What is love?


All Saints' Sunday C


In the name of God, who is the creator, embodiment, and spirit of Love.  Amen.

Earlier this week my oldest nephew, all of 15 years old, texted me because he had a question.  I’m his uncle, and his godfather, and his confirmation sponsor, and I’m also a priest, so I get these questions from time to time.  And Brooks never fails to disappoint.  Even as a young child he had an unusual depth to him.  As he’s grown, he keeps growing into that spirit in a beautiful and fascinating way.

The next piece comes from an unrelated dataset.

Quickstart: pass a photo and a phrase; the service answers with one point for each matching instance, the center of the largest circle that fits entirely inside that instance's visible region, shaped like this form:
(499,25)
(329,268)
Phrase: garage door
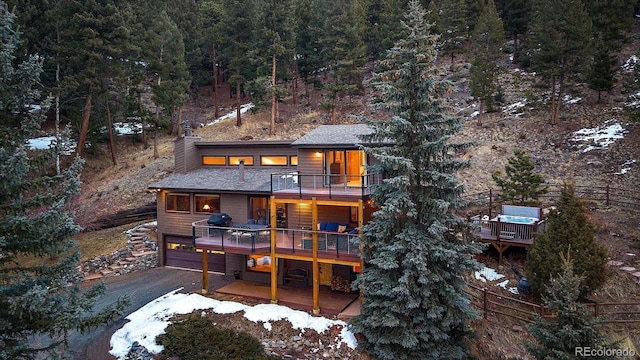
(181,253)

This week he asked about my view on love, and why we have it.  It led to an interesting back and forth over the course of a couple of hours.  At one point I stepped away from the conversation to get some apple pie that Michael had made with the last of our apples we picked this fall, and I suggested to Brooks that perhaps that was the point of love – that sometimes it get us pie.

But in seriousness, the real crux of what I could offer to him – other than a venue through which he could explore his own thoughts and reflections – was that love is a gift from God.  It’s one of those human experiences that makes life worth living.  It often brings joy, but even when it brings pain, it’s about more than just the emotions it creates.  Love is one of those gifts from God that makes meaning.

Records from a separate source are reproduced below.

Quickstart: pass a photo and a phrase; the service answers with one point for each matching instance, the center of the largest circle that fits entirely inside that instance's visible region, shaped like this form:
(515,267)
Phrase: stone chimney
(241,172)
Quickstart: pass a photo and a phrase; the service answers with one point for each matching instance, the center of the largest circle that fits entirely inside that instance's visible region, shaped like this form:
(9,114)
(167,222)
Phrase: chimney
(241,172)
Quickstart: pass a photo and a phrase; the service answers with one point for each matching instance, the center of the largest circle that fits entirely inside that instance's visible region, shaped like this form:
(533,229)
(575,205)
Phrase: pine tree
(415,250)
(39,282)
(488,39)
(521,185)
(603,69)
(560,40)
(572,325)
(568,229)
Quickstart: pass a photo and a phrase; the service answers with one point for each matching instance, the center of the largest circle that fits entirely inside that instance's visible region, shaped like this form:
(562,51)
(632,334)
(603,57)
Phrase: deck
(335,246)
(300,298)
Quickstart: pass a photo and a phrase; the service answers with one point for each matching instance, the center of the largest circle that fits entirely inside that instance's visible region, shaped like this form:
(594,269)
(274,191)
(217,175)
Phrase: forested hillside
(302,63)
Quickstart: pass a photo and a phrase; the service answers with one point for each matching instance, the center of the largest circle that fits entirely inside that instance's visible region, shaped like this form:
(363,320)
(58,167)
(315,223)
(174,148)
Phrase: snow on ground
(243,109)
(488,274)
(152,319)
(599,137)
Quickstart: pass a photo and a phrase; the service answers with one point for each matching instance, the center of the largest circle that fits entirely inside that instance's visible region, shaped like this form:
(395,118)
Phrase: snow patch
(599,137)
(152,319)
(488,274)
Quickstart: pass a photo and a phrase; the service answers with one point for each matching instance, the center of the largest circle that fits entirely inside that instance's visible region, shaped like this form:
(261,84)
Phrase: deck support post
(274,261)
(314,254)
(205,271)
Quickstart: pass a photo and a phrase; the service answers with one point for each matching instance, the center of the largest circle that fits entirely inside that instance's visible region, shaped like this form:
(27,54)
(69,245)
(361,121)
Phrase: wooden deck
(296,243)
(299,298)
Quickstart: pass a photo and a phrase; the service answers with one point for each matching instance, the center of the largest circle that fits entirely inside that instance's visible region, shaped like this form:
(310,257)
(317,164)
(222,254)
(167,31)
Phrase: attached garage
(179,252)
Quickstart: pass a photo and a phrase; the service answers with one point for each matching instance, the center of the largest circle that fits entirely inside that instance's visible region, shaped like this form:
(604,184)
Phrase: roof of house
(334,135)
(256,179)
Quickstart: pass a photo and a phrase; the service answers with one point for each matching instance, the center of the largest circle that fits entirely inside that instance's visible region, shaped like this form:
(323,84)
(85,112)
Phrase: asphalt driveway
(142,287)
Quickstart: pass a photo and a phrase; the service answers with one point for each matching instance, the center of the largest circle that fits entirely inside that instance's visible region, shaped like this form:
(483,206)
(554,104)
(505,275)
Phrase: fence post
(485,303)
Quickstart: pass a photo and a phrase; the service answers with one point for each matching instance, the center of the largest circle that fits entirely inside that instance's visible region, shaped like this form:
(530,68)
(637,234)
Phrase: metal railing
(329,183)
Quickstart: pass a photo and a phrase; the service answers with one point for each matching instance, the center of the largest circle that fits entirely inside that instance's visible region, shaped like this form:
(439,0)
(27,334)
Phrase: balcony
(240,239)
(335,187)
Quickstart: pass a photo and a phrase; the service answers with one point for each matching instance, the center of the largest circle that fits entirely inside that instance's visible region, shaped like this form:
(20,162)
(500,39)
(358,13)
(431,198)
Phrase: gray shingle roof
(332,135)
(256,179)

As this week has progressed, and as we’ve moved through Halloween and All Saints’ Day and All Souls’ Day to today – the day when the church celebrates the Feast of All Saints in our principle act of Sunday worship, this conversation on the nature of love has stuck with me.  I think that’s really what today is about.  Perhaps even more than many of the other celebrations of the church year, the Feast of All Saints and All Souls is about our recognition that God loves us.  And not just that God loved us in creating us.  Or that God loved us in giving us the example and salvation that came in the person of Jesus.  And not even just that God loves us through the ongoing indwelling of the Holy Spirit.  The love of God is so profound and so overflowing that it couldn’t even be contained in the Trinity, in all of its abundance and complexity.  The love of God kept flowing and keeps flowing into our lives through the saints of the ages and through the saints we know (and don’t know) even now.

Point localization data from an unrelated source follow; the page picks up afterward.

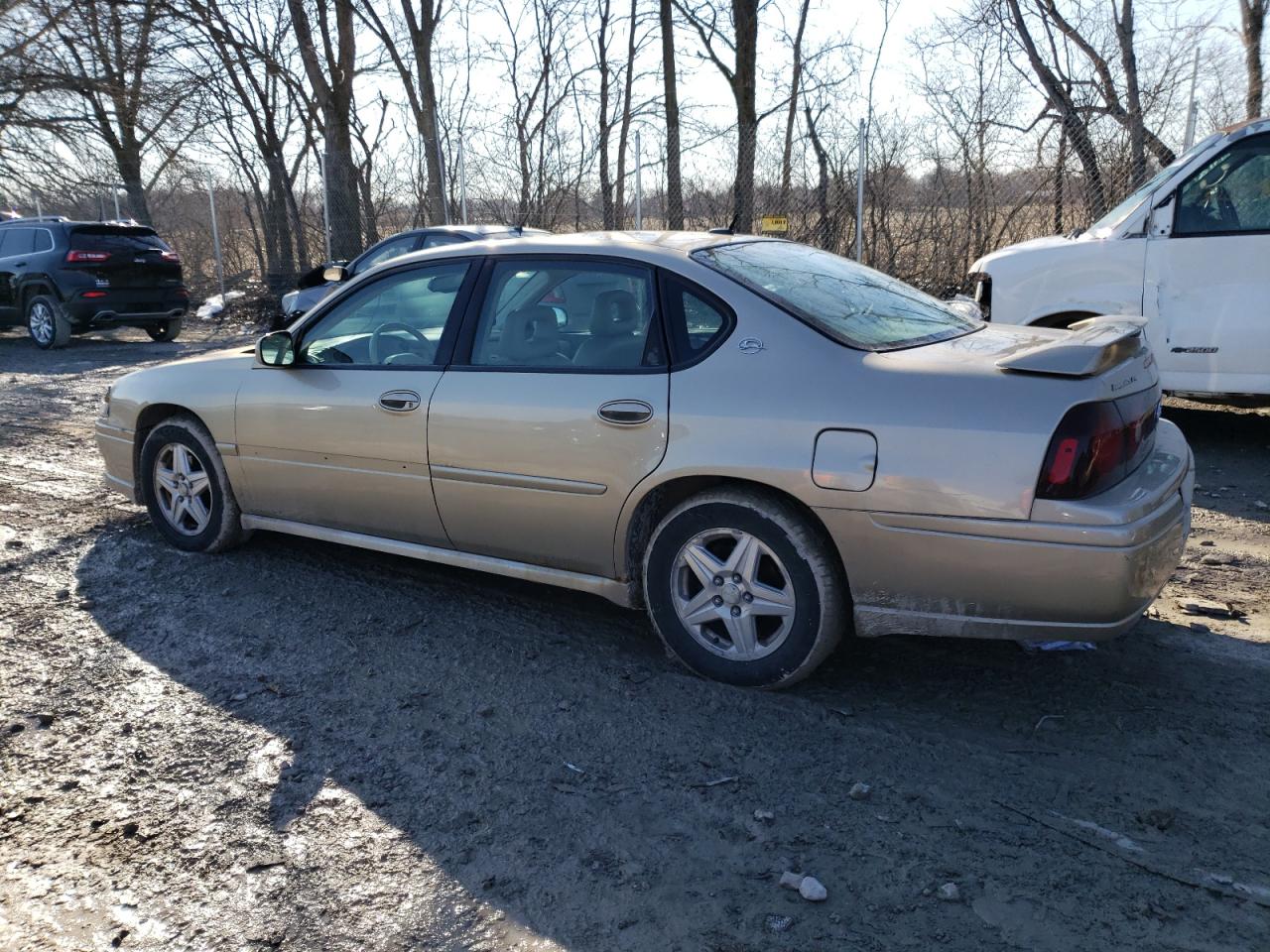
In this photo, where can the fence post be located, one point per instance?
(1193, 109)
(325, 203)
(639, 189)
(216, 245)
(860, 194)
(462, 181)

That’s what we celebrate this day.  We celebrate that the love of God keeps being shown to us through the examples and the lives of the people who have followed God in their lives on earth.  The love of God isn’t just some far off, spiritual concept, but something earthy and present.  Something we can put our hands on, and through our own tangible experience wrap our minds around in a very real and concrete way.  The love of God isn’t distant in time or space, but immediate.  Right here.  Right now.

And that’s the message Jesus is teaching in the beatitudes that we read today.  “Blessed are you who are poor…  Blessed are you who are hungry…  Blessed are you who weep…  Blessed are you when people hate you, and when they exclude you, revile you, and defame you…”

The blessings of God aren’t reserved just for the ones we see as blessed – the ones who enjoy the good things of the world.  The blessings of God aren’t reserved for anyone at all.  They are spread wide.  Wider than we can imagine.  On a breadth of different kinds of people and experiences so diverse that we can hardly comprehend it.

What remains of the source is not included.